On Monday the pool draw for the 2015 World Cup will take place in London at the Tate Modern. Here, we explain how the 20-nation competition will work, and why seedings are so important...
How will the next World Cup work?
The 20 competing teams will split across four groups of five in the round-robin stage. Each nation is seeded based on the current International Rugby Board world rankings, so you get one country from each of the five pots in a group. The top two will progress through to the quarter-finals, but even third place matters - if you finish there you are at least certain of automatic qualification for the 2019 World Cup in Japan.
So who is seeded where?
Well, the results of the autumn internationals were crucial as to finding out who would be drawn where. Although England sensationally signed off with a victory over New Zealand, it was not enough to join the reigning world champions in the top tier. Instead, they are ranked fifth. Similarly, Wales' run of seven straight Test defeats has proved costly in their hopes of at least matching their semi-final appearance last year.
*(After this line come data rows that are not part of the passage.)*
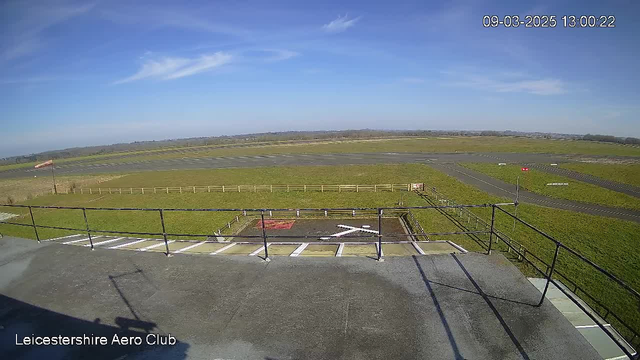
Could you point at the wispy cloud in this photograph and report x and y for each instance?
(28, 22)
(280, 54)
(169, 68)
(154, 17)
(506, 82)
(412, 80)
(340, 24)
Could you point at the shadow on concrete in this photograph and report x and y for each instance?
(19, 320)
(443, 319)
(493, 308)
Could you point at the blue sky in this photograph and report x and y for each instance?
(90, 73)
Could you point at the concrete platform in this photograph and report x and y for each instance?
(450, 306)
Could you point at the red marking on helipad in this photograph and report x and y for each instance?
(276, 224)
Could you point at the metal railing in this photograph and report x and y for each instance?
(243, 188)
(523, 254)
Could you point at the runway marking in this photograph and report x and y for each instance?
(223, 249)
(62, 237)
(418, 248)
(299, 250)
(75, 241)
(259, 250)
(189, 247)
(105, 242)
(127, 244)
(340, 248)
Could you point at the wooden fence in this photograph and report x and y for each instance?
(249, 188)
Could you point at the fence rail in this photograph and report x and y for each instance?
(247, 188)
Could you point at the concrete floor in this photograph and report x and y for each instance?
(459, 306)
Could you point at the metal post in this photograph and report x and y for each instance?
(86, 223)
(380, 235)
(553, 265)
(33, 222)
(264, 238)
(164, 233)
(53, 174)
(493, 218)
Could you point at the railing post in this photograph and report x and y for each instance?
(164, 233)
(493, 218)
(86, 223)
(380, 235)
(33, 222)
(264, 238)
(553, 265)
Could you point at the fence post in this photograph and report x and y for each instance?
(164, 233)
(264, 238)
(86, 223)
(33, 222)
(380, 235)
(493, 218)
(553, 265)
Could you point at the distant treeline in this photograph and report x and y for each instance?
(614, 139)
(292, 136)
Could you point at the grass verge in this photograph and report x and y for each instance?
(624, 173)
(536, 181)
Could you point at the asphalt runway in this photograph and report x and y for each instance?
(276, 160)
(443, 161)
(500, 188)
(329, 230)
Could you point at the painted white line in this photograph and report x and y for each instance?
(457, 246)
(62, 237)
(358, 229)
(344, 232)
(259, 250)
(127, 244)
(340, 248)
(299, 250)
(590, 326)
(223, 249)
(105, 242)
(417, 247)
(156, 245)
(188, 247)
(75, 241)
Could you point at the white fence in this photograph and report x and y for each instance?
(251, 188)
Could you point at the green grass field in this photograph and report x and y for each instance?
(624, 173)
(609, 242)
(311, 175)
(435, 144)
(535, 181)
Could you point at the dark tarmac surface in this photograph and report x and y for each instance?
(441, 161)
(276, 160)
(501, 188)
(469, 306)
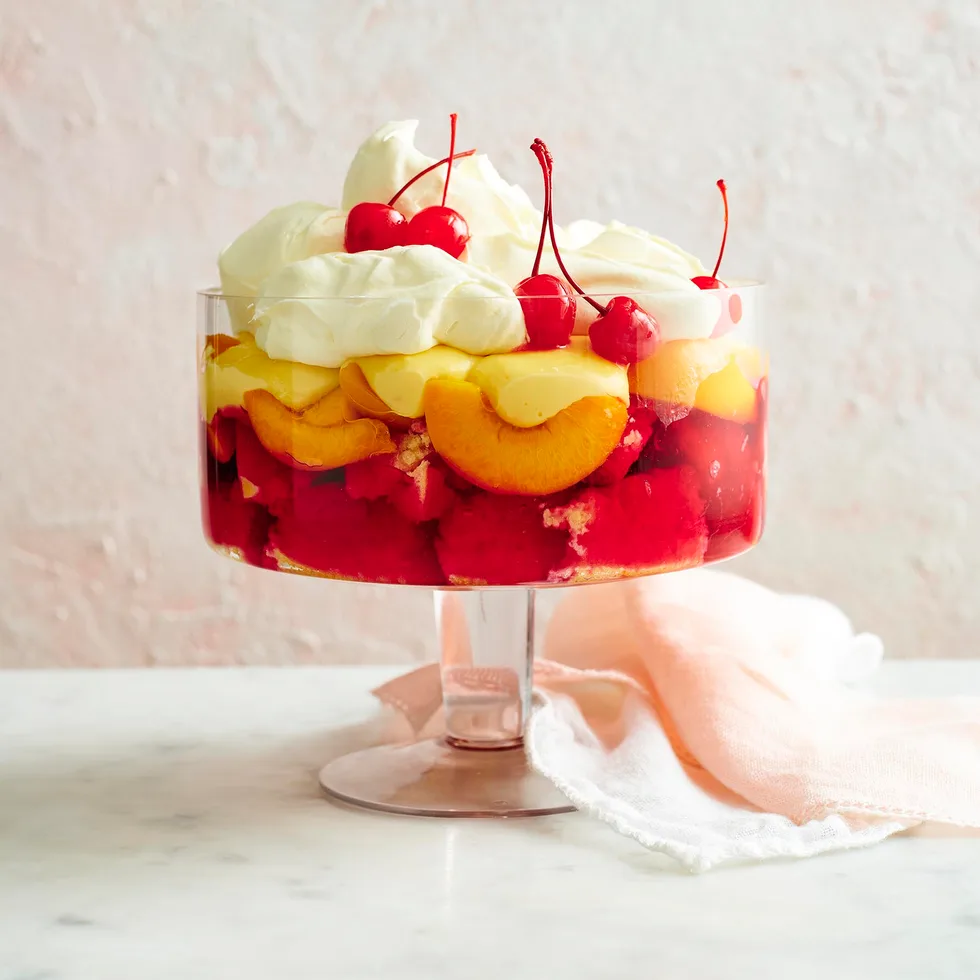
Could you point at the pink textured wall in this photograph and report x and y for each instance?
(138, 136)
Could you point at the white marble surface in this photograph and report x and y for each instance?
(167, 824)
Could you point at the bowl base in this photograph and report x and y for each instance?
(435, 779)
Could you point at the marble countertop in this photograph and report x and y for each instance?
(168, 824)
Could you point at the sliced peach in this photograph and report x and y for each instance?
(399, 380)
(493, 454)
(713, 374)
(245, 367)
(332, 409)
(365, 400)
(220, 433)
(219, 343)
(286, 435)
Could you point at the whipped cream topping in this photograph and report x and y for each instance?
(422, 291)
(609, 260)
(284, 235)
(388, 159)
(327, 308)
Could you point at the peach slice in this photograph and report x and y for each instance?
(220, 434)
(244, 366)
(711, 374)
(333, 408)
(293, 440)
(497, 456)
(219, 343)
(365, 400)
(399, 380)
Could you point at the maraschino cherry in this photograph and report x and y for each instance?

Kurtley Beale's last-gasp try for Australia in Cardiff condemned them to ninth in the rankings list, fractionally behind Argentina. Scotland are seeded 12th, below both Italy and Tonga.
Tier one: New Zealand, South Africa, Australia and France
Tier two: England, Ireland, Samoa and Argentina
Tier three: Wales, Italy, Tonga and Scotland
As yet, the other eight competitors are still to be determined. They will be...
Tier four: Oceania 1, Europe 1, Asia 1 and Americas 1
Tier five: Africa 1, Europe 2, Americas 2, Repechage winner
So what could be the 'group of death'?
New Zealand, England and Wales are the top seeds in each tier, so any group containing them would be particularly tough. Warren Gatland's side could also come up against France, the side that dashed their hopes of a final appearance in 2011. But all is not lost for Wales - they qualified for the knockout stages last time around from a group that included South Africa and Samoa. Scotland, meanwhile, could be drawn alongside England for a second successive World Cup. They failed to get out of their group for the first time in the tournament's history last time. Ireland topped their pool in New Zealand after managing four wins of four, including a triumph over potential 2015 opponents Australia. Look out for Tonga, too, as they caused an upset in Wellington last year by beating eventual finalists France.
Who is making the draw?
Rugby World Cup chairman Bernard Lapasset, England Rugby 2015 chief executive Debbie Jevans and New Zealand's World Cup-winning captain Richie McCaw, among others. And, of course, no event in the capital would be complete these days without the presence of Boris Johnson. Expect the Mayor of London to regale all with stories about his own rugby career at Eton College.